Bug: GMM ``score()`` returns an array, not a value. #2473

Closed
jakevdp opened this Issue Sep 22, 2013 · 19 comments

Projects

None yet

7 participants

@jakevdp
Member
jakevdp commented Sep 22, 2013

The GMM.score() function returns an array, rather than a single value. This is inconsistent with the rest of scikit-learn: for example both sklearn.base.ClassifierMixin and sklearn.base.RegressorMixin implement a score() function which returns a single number, as do KMeans, KernelDensity, PCA, GaussianHMM, and others.

Currently, GMM.score() returns an array of the individual scores for each sample: this should probably be called GMM.score_samples(), and GMM.score() should return sum(GMM.score_samples()).

Note that in the last release, we renamed GMM.eval() to GMM.score_samples(). I believe this was a mistake: the score_samples label has a very general meaning (e.g. it is used within KernelDensity), while the results of GMM.eval() return a tuple containing the per-cluster likelihoods, which makes sense only with GMM.

If this change were made so that GMM.score() returned a single number, then the following recipe would work to optimize a GMM model (as it does for, e.g. KDE). As it is, this recipe fails for GMM:

import numpy as np
from sklearn.mixture import GMM
from sklearn.datasets import make_blobs
from sklearn.grid_search import GridSearchCV

X, y = make_blobs(100, 2, centers=3)

# use grid search cross-validation to optimize the gmm model
params = {'n_components': range(1, 5)}
grid = GridSearchCV(GMM(), params)
grid.fit(X)

print grid.best_estimator_.n_components

The result:

ValueError: scoring must return a number, got <type 'numpy.ndarray'> instead.
@jakevdp jakevdp referenced this issue Sep 22, 2013
Open

[MRG] Generative Classification #2468

4 of 5 tasks complete
@jakevdp
Member
jakevdp commented Sep 24, 2013

Because of the API confusion this change would generate, one potential option is to rename GMM to GaussianMixture, and implement the conformant API within the new class. This has the added bonus that GaussianMixture is more consistent with the naming conventions throughout the rest of the package. GMM could be deprecated, but kept around for a few releases so as to not break people's code. As long as the deprecation message notes the new API, it should be a manageable transition. Thoughts?

@kaushik94
Contributor

This should solve the issue #2911

@larsmans
Member
larsmans commented Mar 8, 2014

@jakevdp +1 for the renaming, but then we'd want to change score_samples at the same time, right?

@larsmans
Member
larsmans commented Mar 9, 2014

Maybe we should also fix the inconsistency reported in #2847 at the same time.

@jakevdp
Member
jakevdp commented Mar 9, 2014

+1 for the renaming, but then we'd want to change score_samples at the same time, right?

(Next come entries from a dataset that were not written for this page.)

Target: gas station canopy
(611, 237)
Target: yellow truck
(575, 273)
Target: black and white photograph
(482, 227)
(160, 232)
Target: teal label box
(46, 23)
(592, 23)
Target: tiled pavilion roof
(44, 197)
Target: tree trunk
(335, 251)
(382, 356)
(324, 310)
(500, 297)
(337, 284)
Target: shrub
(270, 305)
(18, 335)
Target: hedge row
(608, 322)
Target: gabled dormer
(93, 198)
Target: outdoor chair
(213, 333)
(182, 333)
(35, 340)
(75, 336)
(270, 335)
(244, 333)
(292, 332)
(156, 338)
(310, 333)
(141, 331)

Yes. What I think should really happen is for us to decide on and document a density estimator API, which would be applicable to KernelDensity, GaussianMixture, and perhaps other methods in the future. It might even involve a DensityMixin class similar to the ClassifierMixin and RegressorMixin. I think the KDE interface is pretty clean, except for the fact that evaluating the density requires calling score_samples, which is very non-intuitive if you're a user trying to figure out how to compute a density estimation (a more reasonably named alias to that method would help immensely, IMO).

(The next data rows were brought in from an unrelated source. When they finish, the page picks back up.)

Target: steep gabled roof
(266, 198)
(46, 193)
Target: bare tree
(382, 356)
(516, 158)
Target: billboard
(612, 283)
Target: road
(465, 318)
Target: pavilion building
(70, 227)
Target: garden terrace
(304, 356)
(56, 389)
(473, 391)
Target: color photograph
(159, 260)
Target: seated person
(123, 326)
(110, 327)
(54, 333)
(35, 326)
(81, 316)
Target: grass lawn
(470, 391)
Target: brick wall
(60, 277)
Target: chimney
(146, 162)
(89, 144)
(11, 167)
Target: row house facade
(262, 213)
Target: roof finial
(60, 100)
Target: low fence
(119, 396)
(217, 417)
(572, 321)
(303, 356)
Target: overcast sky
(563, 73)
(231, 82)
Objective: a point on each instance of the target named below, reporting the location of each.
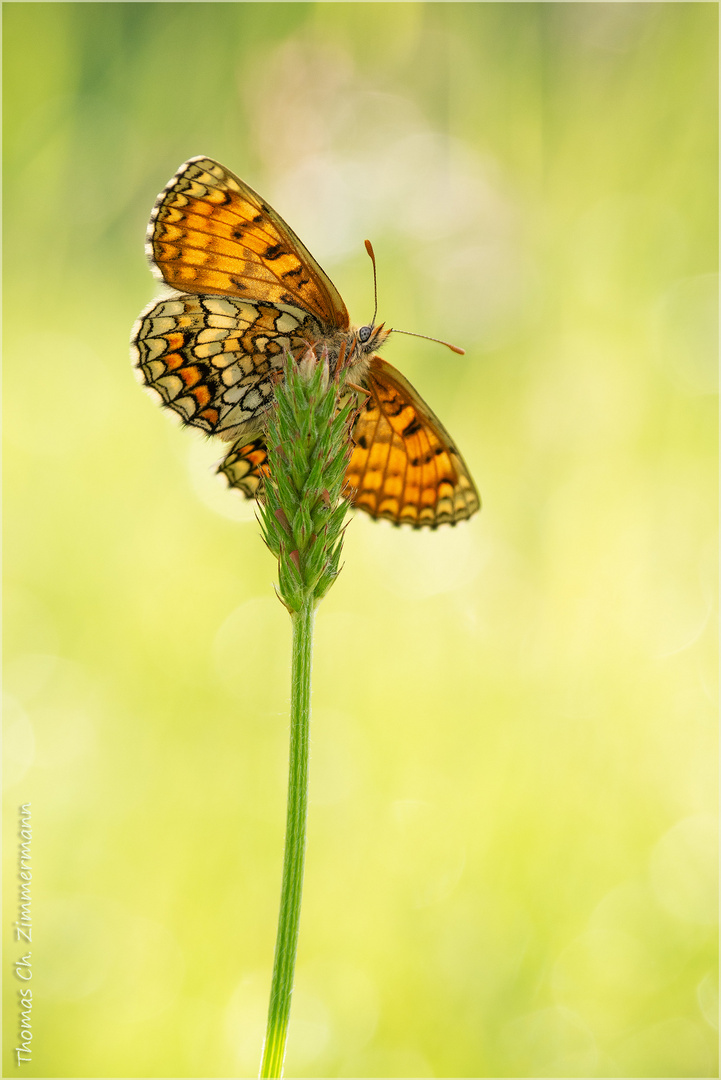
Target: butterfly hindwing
(245, 467)
(214, 359)
(209, 232)
(405, 467)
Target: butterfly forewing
(405, 467)
(209, 232)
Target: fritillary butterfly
(247, 291)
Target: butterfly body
(247, 292)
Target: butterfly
(247, 292)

My thought is that that the GMM interface should conform to that, which mostly amounts to changing the behavior of score and score_samples.

@amueller amueller added this to the 0.15.1 milestone Jul 18, 2014
@amueller
Member
amueller commented Jan 9, 2015

And what should we do with VBGMM and DPGMM?
What is the difference between the score_samples and predict_proba? predict_proba returns per component likelihoods, right?

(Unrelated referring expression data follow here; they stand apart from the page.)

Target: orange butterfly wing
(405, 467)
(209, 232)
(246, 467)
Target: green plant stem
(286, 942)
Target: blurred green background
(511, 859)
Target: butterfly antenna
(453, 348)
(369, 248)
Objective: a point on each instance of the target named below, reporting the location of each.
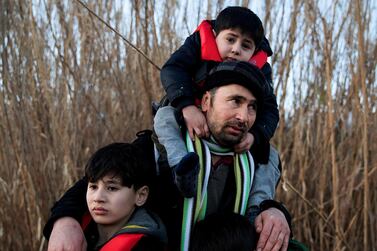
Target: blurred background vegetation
(69, 84)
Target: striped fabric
(194, 209)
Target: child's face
(233, 45)
(109, 202)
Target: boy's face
(111, 203)
(233, 45)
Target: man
(235, 91)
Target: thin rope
(120, 35)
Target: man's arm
(274, 230)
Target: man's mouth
(230, 59)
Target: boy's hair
(119, 159)
(224, 232)
(236, 17)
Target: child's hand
(245, 143)
(195, 122)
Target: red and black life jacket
(210, 52)
(120, 242)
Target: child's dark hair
(119, 159)
(224, 232)
(236, 17)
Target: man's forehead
(234, 87)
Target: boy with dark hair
(237, 34)
(224, 232)
(118, 187)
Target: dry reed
(70, 85)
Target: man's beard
(226, 139)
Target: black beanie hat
(237, 72)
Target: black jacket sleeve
(177, 73)
(73, 204)
(266, 121)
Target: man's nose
(242, 114)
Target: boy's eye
(246, 46)
(112, 188)
(230, 39)
(92, 186)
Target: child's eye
(92, 186)
(246, 46)
(230, 39)
(112, 188)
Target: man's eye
(253, 107)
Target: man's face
(233, 45)
(230, 113)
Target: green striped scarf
(194, 209)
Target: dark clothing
(185, 70)
(164, 198)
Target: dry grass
(69, 85)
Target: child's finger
(206, 130)
(191, 133)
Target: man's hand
(245, 143)
(273, 229)
(195, 122)
(67, 235)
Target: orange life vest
(210, 51)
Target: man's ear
(206, 99)
(142, 195)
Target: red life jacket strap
(86, 219)
(208, 42)
(259, 59)
(122, 242)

You are saying that score_samples should provide one score per sample, right? I agree. It should be the likelyhood of each point under the model.
And we need a method that gives cluster responsibilities. I thought that was predict_proba. Is it not?

Are there any other changes to the API that we need?

@agramfort
Member

sounds good to me

@jakevdp
Member
jakevdp commented Jan 10, 2015

You are saying that score_samples should provide one score per sample, right? I agree. It should be the likelihood of each point under the model.

Yes.

Are there any other changes to the API that we need?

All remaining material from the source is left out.